Par un mémoire en défense, enregistré le 5 février 2026, le préfet des Bouches-du-Rhône conclut au rejet de la requête.
Il fait valoir que les moyens soulevés par le requérant ne sont pas fondés.
M. C… a été admis au bénéfice de l’aide juridictionnelle totale par une décision du bureau d’aide juridictionnelle en date du 26 août 2025.

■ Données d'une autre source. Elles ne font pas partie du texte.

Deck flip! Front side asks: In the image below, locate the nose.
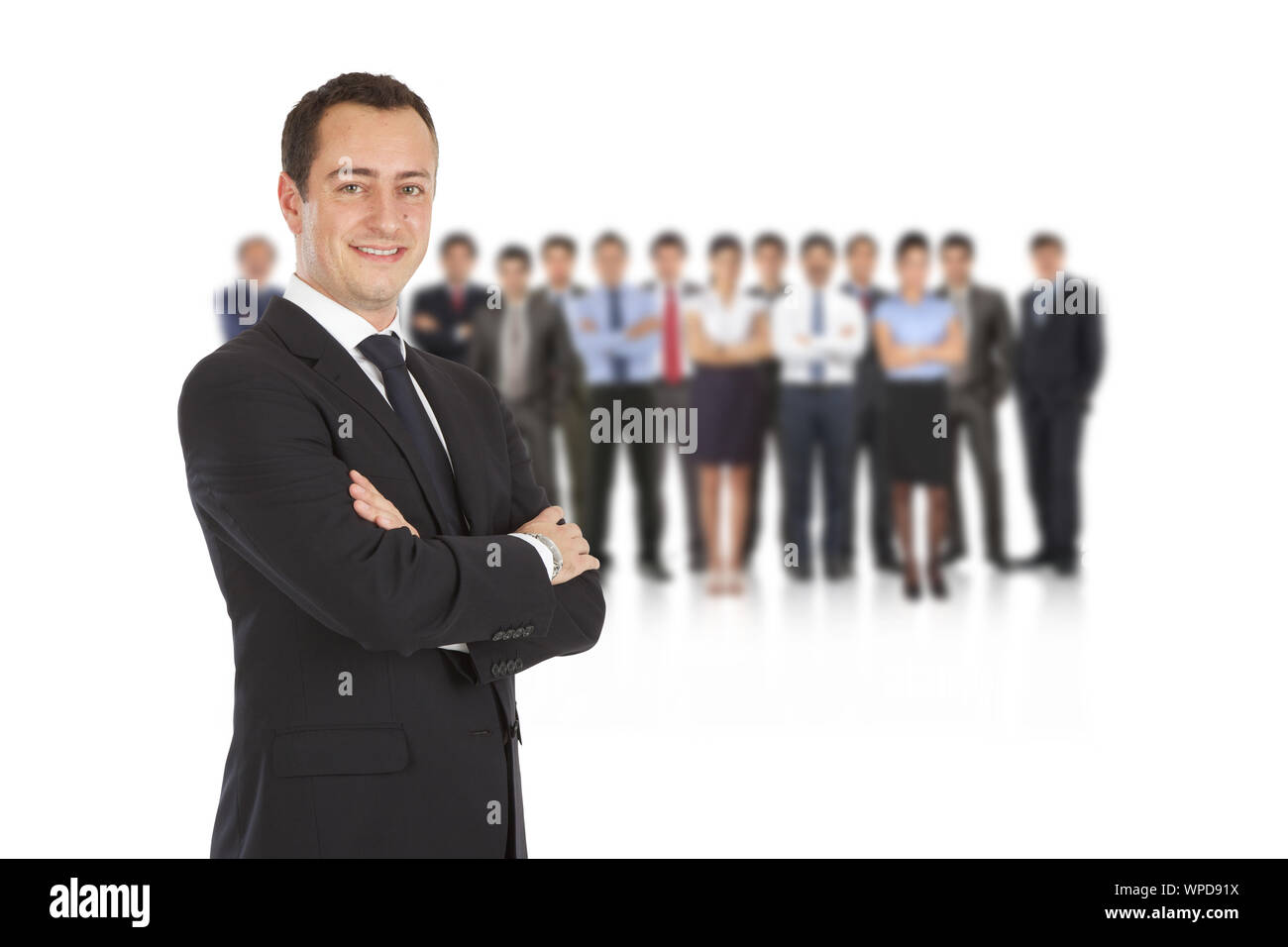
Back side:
[368,189,402,239]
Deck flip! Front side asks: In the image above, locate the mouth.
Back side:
[349,244,407,263]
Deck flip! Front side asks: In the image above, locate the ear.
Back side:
[277,171,304,237]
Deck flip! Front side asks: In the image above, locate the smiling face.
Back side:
[278,102,438,329]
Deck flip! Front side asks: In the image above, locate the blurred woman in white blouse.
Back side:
[684,235,770,592]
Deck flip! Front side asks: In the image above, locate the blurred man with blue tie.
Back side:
[770,233,867,579]
[570,232,670,581]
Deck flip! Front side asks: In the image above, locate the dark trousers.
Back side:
[778,384,855,569]
[742,361,780,563]
[947,388,1006,559]
[1020,398,1085,562]
[510,406,559,506]
[844,383,896,562]
[581,384,662,562]
[551,382,597,525]
[653,380,707,565]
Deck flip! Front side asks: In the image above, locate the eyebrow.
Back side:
[327,167,430,180]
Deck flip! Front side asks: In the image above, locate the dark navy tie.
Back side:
[608,286,626,384]
[358,335,465,535]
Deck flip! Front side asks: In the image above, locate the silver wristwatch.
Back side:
[528,532,563,582]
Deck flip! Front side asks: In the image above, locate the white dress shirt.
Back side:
[769,283,868,385]
[283,273,555,652]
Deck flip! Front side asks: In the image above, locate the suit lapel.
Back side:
[407,346,488,533]
[262,297,455,530]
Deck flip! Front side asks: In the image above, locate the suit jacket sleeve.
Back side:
[469,386,604,683]
[1078,294,1105,403]
[991,292,1015,402]
[179,351,585,655]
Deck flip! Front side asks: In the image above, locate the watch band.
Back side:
[528,532,563,582]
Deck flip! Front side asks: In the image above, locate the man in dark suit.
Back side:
[640,231,707,573]
[468,245,575,504]
[1015,233,1105,576]
[532,233,590,519]
[179,73,604,857]
[935,233,1015,570]
[215,236,282,342]
[841,233,903,573]
[411,233,488,362]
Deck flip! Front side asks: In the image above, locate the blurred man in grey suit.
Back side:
[467,245,575,504]
[937,233,1015,570]
[532,233,590,515]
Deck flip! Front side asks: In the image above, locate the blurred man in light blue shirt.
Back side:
[568,232,670,581]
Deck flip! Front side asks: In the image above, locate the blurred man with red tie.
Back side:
[411,233,488,364]
[643,231,707,573]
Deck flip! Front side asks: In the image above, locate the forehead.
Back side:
[314,102,438,174]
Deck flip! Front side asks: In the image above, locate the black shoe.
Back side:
[787,565,814,582]
[1012,549,1055,570]
[640,559,671,582]
[823,559,854,579]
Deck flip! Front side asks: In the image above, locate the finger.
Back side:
[353,500,377,523]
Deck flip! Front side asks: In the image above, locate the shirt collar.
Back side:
[284,273,407,359]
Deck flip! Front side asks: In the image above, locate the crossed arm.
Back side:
[179,353,604,681]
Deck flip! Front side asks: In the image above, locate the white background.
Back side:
[0,0,1288,857]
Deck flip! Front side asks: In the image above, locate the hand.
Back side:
[515,506,599,585]
[349,471,420,536]
[626,316,662,339]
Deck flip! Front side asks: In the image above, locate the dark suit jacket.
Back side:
[179,299,604,857]
[408,283,488,362]
[935,283,1015,406]
[1015,277,1105,410]
[465,294,577,423]
[532,283,587,406]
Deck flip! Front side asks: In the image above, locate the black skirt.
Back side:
[693,365,765,464]
[883,378,953,487]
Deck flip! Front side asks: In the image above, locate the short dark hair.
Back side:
[894,231,930,261]
[648,231,690,257]
[1029,231,1064,254]
[845,231,877,257]
[496,244,532,269]
[593,231,626,253]
[282,72,438,201]
[541,233,577,257]
[438,231,480,257]
[939,231,975,258]
[236,233,277,261]
[802,231,836,257]
[751,231,787,257]
[707,233,742,257]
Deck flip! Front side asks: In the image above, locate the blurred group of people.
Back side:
[223,231,1104,598]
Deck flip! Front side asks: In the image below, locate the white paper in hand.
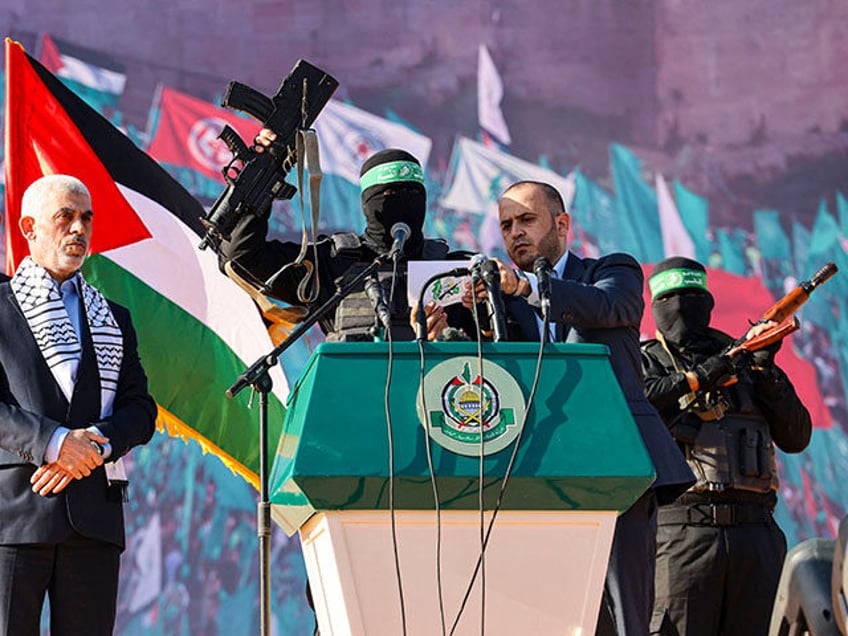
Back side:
[406,261,471,307]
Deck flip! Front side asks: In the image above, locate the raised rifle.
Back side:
[200,60,339,249]
[726,263,839,358]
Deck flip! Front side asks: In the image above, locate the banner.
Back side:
[313,99,433,184]
[656,173,695,258]
[477,44,512,146]
[147,86,261,184]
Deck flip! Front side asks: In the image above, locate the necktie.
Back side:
[60,279,82,383]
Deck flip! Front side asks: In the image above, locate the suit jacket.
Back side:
[504,254,694,503]
[0,282,156,548]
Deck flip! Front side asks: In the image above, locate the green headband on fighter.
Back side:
[648,268,709,300]
[359,161,424,192]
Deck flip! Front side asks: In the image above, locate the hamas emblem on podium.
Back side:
[417,356,525,457]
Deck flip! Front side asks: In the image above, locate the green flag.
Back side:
[716,228,748,276]
[610,144,664,263]
[674,181,712,264]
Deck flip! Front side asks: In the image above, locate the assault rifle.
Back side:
[725,263,839,358]
[200,60,339,249]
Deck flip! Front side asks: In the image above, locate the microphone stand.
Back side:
[226,251,392,636]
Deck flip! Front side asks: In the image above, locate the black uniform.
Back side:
[642,256,811,636]
[219,150,474,341]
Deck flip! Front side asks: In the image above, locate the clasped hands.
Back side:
[29,428,109,497]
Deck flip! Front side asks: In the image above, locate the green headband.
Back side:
[648,268,708,300]
[359,161,424,192]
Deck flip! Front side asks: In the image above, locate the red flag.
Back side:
[147,87,259,183]
[641,265,831,428]
[6,38,150,273]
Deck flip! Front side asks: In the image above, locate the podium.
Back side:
[270,342,654,636]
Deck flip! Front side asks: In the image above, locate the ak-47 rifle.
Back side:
[678,263,838,421]
[200,60,339,249]
[726,263,839,358]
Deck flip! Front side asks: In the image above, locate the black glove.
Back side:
[695,354,733,390]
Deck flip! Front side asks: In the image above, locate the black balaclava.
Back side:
[648,256,715,350]
[359,148,427,256]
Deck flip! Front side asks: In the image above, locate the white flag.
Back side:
[440,137,574,216]
[313,100,433,184]
[477,44,512,146]
[656,173,695,259]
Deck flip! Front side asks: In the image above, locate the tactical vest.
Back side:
[327,233,448,342]
[652,340,778,493]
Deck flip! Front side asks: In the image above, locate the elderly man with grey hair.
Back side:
[0,175,156,636]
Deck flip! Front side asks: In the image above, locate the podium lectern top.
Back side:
[270,342,654,534]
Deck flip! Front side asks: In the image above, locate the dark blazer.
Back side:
[0,282,156,548]
[505,254,694,503]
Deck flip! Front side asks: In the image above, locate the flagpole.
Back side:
[226,251,396,636]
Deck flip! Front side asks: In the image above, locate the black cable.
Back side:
[450,278,488,635]
[417,338,447,636]
[415,267,468,636]
[450,330,548,636]
[385,259,406,636]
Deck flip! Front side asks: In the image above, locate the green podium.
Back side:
[270,342,654,636]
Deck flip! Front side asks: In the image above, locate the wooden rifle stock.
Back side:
[760,263,838,322]
[726,263,839,358]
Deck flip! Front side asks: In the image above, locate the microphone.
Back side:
[365,274,392,334]
[468,254,489,282]
[388,221,412,260]
[480,259,507,342]
[533,256,551,318]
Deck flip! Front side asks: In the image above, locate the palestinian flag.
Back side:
[6,39,288,487]
[39,33,127,112]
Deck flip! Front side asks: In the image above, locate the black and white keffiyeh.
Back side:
[11,257,124,418]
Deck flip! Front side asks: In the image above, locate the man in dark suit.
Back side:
[480,181,694,636]
[0,175,156,636]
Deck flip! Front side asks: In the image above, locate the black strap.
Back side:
[657,504,772,526]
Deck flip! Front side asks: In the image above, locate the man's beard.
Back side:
[508,233,562,272]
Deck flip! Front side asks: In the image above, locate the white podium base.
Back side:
[300,510,616,636]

Vu les autres pièces du dossier.
Vu :
- la convention européenne de sauvegarde des droits de l’homme et des libertés fondamentales ;
- la convention internationale relative aux droits de l’enfant ;
- l’accord franco-algérien du 27 décembre 1968 modifié ;
- le code de l’entrée et du séjour des étrangers et du droit d’asile ;
- la loi n° 91-647 du 10 juillet 1991 ;
- le code de justice administrative.
La présidente de la formation de jugement a dispensé la rapporteure publique, sur sa proposition, de prononcer des conclusions à l’audience.
Les parties ont été régulièrement averties du jour de l’audience.
Le rapport de Mme Hétier-Noël a été entendu au cours de l’audience publique.
Considérant ce qui suit :
1. M. C…, ressortissant algérien né le 18 avril 1980, déclare être entré en France le 22 mai 2017, sous couvert d’un passeport revêtu d’un visa de type C valable du 12 février 2017 au 10 août 2017. Le 6 novembre 2024, il a sollicité la délivrance d’un titre de séjour sur le fondement de la vie privée et familiale. Par un arrêté du 7 mai 2025, le préfet des Bouches-du-Rhône a rejeté sa demande, l’a obligé à quitter le territoire français dans un délai de trente jours et a fixé le pays de destination. M. C… demande au tribunal l’annulation de cet arrêté.
2. En premier lieu, en visant notamment les stipulations des articles 3 et 8 de la convention de sauvegarde des droits de l’homme et des libertés fondamentales et les dispositions pertinentes du code de l’entrée et du séjour des étrangers et du droit d’asile et en mentionnant le conditions d’entrée et de séjour des requérants, qu’ils ne justifient pas de l’ancienneté et la stabilité des liens personnels et familiaux, ni d’une insertion sociale ou professionnelle significative, les arrêtés indiquent de manière suffisamment précise les motifs de fait et de droit pour lesquels le préfet a pris les décisions attaquées. La circonstance tenant à ce que le préfet n’aurait pas exposé de manière détaillée la situation personnelle de l’intéressé ne constitue pas un défaut de motivation. Par suite, le moyen tiré de l’insuffisance de motivation de l’arrêté doit être écarté.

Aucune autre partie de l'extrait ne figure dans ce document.